Menteri Karding sendiri telah menargetkan penandatanganan nota kesepahaman (MoU) kerja sama penempatan pekerja migran di Arab Saudi paling lambat Maret 2025. Hal ini disampaikannya pada Jumat, 14 Maret 2025, di Kompleks Istana Kepresidenan, Jakarta Pusat. Ia optimistis bahwa pemberangkatan gelombang pertama TKI dapat dimulai pada bulan Juni 2025. "Jadi kalau seandainya nanti Maret ini ada penandatangan MoU, rencana kami berdua sepakat paling lambat Juni kita sudah mulai mengirim pemberangkatan pertama," tegas Karding.
Pernyataan ini menunjukkan keseriusan pemerintah dalam mempersiapkan segala aspek terkait penempatan TKI ke Arab Saudi. Tidak hanya fokus pada aspek ekonomi, pemerintah juga perlu memastikan perlindungan hukum dan kesejahteraan TKI selama bekerja di Arab Saudi. Hal ini meliputi perlindungan dari eksploitasi, jaminan akses kesehatan, dan kepastian pemulangan jika terjadi masalah.
Potensi remitansi sebesar Rp 41,16 triliun merupakan angka yang signifikan dan dapat memberikan kontribusi besar bagi perekonomian Indonesia. Namun, peningkatan devisa negara ini harus diimbangi dengan peningkatan perlindungan dan kesejahteraan TKI. Pemerintah perlu memastikan bahwa program ini tidak hanya menguntungkan negara secara ekonomi, tetapi juga memberikan manfaat nyata bagi para TKI yang akan bekerja di Arab Saudi.

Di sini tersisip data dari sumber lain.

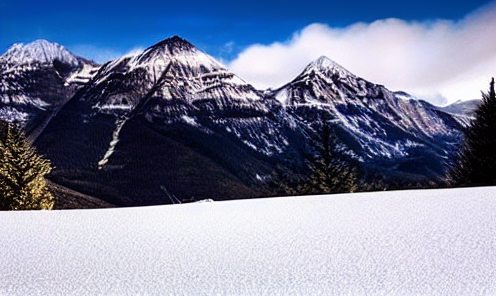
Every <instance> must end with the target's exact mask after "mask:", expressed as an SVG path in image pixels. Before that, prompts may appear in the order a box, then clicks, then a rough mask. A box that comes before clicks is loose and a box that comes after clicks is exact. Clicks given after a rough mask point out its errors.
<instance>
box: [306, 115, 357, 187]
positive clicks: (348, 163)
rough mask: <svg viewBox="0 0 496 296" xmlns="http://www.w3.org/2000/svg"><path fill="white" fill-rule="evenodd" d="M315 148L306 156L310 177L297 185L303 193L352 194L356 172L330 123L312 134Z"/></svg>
mask: <svg viewBox="0 0 496 296" xmlns="http://www.w3.org/2000/svg"><path fill="white" fill-rule="evenodd" d="M311 140H312V142H313V143H312V144H313V147H314V149H315V151H314V154H313V155H309V156H308V157H307V160H308V164H309V167H310V168H311V174H310V177H309V178H308V179H307V180H304V181H303V182H302V183H301V184H299V186H298V191H300V192H301V193H303V194H330V193H344V192H354V191H356V189H357V183H358V181H357V180H358V179H357V169H356V168H355V167H354V166H353V165H352V163H351V159H350V158H349V157H347V156H346V154H345V146H344V145H342V144H341V143H340V142H339V141H338V138H337V136H336V133H335V130H334V128H332V126H331V124H330V123H327V124H326V123H324V124H323V125H322V126H320V127H317V128H316V130H315V131H313V132H312V135H311Z"/></svg>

Keberhasilan program ini bergantung pada beberapa faktor kunci. Pertama, perlu adanya kerja sama yang kuat antara pemerintah Indonesia dan pemerintah Arab Saudi dalam hal pengawasan dan perlindungan TKI. Kedua, perlu adanya peningkatan kualitas pelatihan dan pembekalan bagi TKI sebelum keberangkatan, sehingga mereka memiliki keterampilan dan pengetahuan yang memadai untuk bekerja di Arab Saudi. Ketiga, perlu adanya mekanisme pengawasan yang efektif untuk mencegah eksploitasi dan pelanggaran hak-hak TKI selama bekerja di Arab Saudi.
Selain itu, perlu juga diperhatikan aspek sosial budaya. Pemerintah perlu memastikan bahwa TKI memahami budaya dan adat istiadat Arab Saudi, sehingga dapat beradaptasi dengan baik dan menghindari konflik. Program sosialisasi dan pelatihan budaya perlu menjadi bagian integral dari program penempatan TKI ini.
Secara keseluruhan, pembukaan kembali penempatan TKI ke Arab Saudi merupakan langkah strategis yang berpotensi memberikan dampak positif bagi perekonomian Indonesia dan kesejahteraan TKI. Namun, kesuksesan program ini sangat bergantung pada komitmen pemerintah dalam memastikan perlindungan dan kesejahteraan TKI, serta kerja sama yang erat dengan pemerintah Arab Saudi. Pemerintah perlu memastikan bahwa potensi ekonomi yang besar ini tidak diiringi dengan peningkatan kasus eksploitasi dan pelanggaran hak asasi manusia terhadap TKI. Transparansi dan akuntabilitas dalam pengelolaan program ini juga sangat penting untuk menjaga kepercayaan publik. Dengan manajemen yang baik dan komitmen yang kuat, potensi remitansi Rp 41,16 triliun dapat terwujud dan memberikan manfaat yang berkelanjutan bagi Indonesia.